M. Guy Fabre, Directeur de l'Action régionale sud et Outre-mer, Agence de l'environnement et de la maîtrise de l'énergie (ADEME)
La dépendance énergétique dans ces territoires est beaucoup plus forte (87 % en Polynésie française, 89 % en Nouvelle Calédonie) contre 55 % en France hexagonale. La quasi-totalité de l'énergie consommée sur le territoire est importée sous forme d'hydrocarbures.
Les deux tiers de la consommation énergétique le sont dans le secteur des transports (42 % dans l'hexagone, plus de 50 % dans les DROM).
Les énergies renouvelables contribuent à près de 30 % (25 % Polynésie française et 27 % Nouvelle-Calédonie) de la production d'électricité.
Des écarts importants existent toutefois entre ces îles, allant du simple au double du point de vue de « l'impact carbone » des énergies consommées.
Le mix énergétique local est de toute façon très éloigné du mix énergétique hexagonal, avec un contenu carbone situé entre 510 gCO 2 /kWh et 1 000gCO 2 /kWh suivant les îles.
Même si les gouvernements de ces territoires n'y sont pas contraints, ils ont souvent repris les objectifs du Grenelle de l'environnement, témoignant d'une volonté d'inscrire ces efforts dans la durée. Il y a là un autre élément structurant à prendre en compte.

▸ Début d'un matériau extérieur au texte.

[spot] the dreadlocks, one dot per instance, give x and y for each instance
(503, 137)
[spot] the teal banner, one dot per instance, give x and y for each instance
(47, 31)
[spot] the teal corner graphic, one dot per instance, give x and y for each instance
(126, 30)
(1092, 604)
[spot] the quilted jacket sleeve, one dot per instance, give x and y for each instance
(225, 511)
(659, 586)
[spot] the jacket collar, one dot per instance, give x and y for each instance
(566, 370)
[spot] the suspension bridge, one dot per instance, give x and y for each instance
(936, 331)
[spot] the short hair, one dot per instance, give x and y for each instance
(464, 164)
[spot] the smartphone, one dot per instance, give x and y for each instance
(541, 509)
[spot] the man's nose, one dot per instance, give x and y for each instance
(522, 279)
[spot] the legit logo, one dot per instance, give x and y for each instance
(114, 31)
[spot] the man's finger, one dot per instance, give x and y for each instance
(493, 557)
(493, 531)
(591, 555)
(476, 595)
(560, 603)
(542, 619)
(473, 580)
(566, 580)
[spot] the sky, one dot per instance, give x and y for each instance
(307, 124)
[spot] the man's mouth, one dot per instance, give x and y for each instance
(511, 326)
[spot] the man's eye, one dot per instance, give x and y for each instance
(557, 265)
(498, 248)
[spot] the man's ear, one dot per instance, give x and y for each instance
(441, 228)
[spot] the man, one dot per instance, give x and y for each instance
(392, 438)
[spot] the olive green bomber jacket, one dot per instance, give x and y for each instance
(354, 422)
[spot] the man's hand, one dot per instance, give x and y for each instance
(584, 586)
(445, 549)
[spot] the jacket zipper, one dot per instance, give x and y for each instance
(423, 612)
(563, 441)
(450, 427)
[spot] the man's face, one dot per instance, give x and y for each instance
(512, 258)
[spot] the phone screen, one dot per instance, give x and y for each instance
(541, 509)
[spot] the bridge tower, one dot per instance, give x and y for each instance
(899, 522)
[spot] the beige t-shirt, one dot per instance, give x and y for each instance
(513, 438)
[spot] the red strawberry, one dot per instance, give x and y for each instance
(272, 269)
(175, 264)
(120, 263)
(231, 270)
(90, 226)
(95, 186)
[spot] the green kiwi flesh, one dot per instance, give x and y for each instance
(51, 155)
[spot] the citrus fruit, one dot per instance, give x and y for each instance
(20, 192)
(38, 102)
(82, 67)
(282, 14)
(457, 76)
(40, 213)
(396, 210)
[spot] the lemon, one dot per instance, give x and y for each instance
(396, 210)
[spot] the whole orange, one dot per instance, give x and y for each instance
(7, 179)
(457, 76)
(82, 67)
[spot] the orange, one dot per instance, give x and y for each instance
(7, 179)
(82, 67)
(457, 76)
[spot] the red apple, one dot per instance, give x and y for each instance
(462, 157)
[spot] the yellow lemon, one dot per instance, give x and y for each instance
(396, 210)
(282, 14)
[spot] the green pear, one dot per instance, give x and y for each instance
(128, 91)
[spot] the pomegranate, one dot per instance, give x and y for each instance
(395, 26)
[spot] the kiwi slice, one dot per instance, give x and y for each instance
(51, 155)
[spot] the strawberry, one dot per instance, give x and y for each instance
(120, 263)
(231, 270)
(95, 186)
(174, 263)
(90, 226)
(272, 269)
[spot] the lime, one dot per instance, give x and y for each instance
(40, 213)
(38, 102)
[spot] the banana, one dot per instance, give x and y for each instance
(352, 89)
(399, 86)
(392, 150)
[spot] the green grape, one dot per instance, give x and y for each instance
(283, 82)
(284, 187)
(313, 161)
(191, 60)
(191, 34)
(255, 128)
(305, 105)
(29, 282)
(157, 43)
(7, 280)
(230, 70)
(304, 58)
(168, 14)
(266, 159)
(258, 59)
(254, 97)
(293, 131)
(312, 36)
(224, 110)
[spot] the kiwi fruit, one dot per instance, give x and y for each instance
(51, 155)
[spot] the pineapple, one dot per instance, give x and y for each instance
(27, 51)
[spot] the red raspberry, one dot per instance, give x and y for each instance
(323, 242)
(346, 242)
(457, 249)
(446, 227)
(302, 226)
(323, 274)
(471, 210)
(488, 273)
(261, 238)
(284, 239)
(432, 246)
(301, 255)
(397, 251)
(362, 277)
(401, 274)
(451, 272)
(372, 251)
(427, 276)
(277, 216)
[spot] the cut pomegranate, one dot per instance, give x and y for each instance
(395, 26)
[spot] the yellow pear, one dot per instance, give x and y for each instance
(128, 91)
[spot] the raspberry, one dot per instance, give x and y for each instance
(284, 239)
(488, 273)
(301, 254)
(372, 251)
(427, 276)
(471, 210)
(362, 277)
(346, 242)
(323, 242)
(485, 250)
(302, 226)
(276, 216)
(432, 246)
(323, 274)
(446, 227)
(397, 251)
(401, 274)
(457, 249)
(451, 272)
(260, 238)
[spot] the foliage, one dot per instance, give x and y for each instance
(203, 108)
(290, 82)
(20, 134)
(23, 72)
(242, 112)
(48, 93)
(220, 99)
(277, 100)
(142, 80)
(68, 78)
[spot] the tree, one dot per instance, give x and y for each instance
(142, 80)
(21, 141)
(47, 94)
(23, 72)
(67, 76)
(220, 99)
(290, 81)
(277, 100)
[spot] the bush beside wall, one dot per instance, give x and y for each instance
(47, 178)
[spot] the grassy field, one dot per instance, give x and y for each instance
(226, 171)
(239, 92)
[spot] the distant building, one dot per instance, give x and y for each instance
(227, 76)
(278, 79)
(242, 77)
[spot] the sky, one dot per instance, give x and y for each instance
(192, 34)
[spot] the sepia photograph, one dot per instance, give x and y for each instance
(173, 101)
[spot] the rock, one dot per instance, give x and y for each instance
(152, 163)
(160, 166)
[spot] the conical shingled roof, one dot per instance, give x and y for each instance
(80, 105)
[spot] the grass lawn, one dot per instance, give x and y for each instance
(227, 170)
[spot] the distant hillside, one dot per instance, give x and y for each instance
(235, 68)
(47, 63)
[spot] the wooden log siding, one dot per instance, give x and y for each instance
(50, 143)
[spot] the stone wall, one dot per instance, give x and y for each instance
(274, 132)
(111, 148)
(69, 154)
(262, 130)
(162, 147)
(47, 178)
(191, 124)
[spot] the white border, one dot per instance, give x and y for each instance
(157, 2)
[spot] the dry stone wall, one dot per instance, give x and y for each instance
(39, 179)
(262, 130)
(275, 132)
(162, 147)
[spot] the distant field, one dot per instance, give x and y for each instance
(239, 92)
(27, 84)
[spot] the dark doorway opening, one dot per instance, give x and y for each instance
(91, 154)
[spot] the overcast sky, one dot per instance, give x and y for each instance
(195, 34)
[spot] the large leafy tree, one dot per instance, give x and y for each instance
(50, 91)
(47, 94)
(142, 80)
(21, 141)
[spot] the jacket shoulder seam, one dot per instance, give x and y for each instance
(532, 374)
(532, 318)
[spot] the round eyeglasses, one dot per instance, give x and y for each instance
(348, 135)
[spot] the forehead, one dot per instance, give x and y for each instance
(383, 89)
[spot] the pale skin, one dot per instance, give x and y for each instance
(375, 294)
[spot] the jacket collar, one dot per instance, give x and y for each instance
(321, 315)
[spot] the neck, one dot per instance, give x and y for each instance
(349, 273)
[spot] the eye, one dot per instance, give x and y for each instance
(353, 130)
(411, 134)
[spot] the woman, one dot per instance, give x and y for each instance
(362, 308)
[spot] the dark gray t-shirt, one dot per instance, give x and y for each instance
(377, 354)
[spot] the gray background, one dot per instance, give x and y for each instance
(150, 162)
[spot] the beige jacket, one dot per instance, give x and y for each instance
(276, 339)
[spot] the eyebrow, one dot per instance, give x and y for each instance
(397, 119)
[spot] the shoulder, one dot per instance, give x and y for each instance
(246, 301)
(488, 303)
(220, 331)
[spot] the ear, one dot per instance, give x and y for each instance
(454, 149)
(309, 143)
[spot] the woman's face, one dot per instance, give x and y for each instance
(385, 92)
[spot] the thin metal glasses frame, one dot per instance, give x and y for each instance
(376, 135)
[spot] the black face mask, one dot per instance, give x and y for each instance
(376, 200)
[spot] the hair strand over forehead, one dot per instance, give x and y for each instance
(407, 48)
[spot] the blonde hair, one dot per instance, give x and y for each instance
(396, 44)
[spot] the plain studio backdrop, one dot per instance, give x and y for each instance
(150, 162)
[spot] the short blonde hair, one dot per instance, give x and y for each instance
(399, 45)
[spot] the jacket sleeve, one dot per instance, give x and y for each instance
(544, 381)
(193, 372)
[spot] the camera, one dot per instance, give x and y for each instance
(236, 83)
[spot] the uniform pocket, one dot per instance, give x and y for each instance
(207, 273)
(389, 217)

Les évolutions de la gouvernance en matière d'énergie et les transferts de compétences constituent un atout pour ces territoires : il est possible de lever l'impôt et de définir des réglementations propres à l'énergie ce qui fera la fiscalité et de la tarification des instruments potentiellement pertinents. Il y a là un monde presque « vierge » qui permet de construire une véritable politique en s'appuyant sur les enseignements de ce qui a été fait sur d'autres territoires. Pour ce faire, une stratégie est indispensable. Ces territoires s'en sont dotés, qu'il s'agisse du « plan Climat stratégique » en Polynésie ou du schéma « Air-Énergie-Climat » en Nouvelle Calédonie. Il appartient désormais aux responsables politiques de se baser sur ces orientations stratégiques pour mettre en place des plans d'actions, et l'ADEME est là aussi pour les y aider. Encore fallait-il tracer un cadre qui fixe un horizon, en permettant à chacun de définir son chemin dans cette perspective.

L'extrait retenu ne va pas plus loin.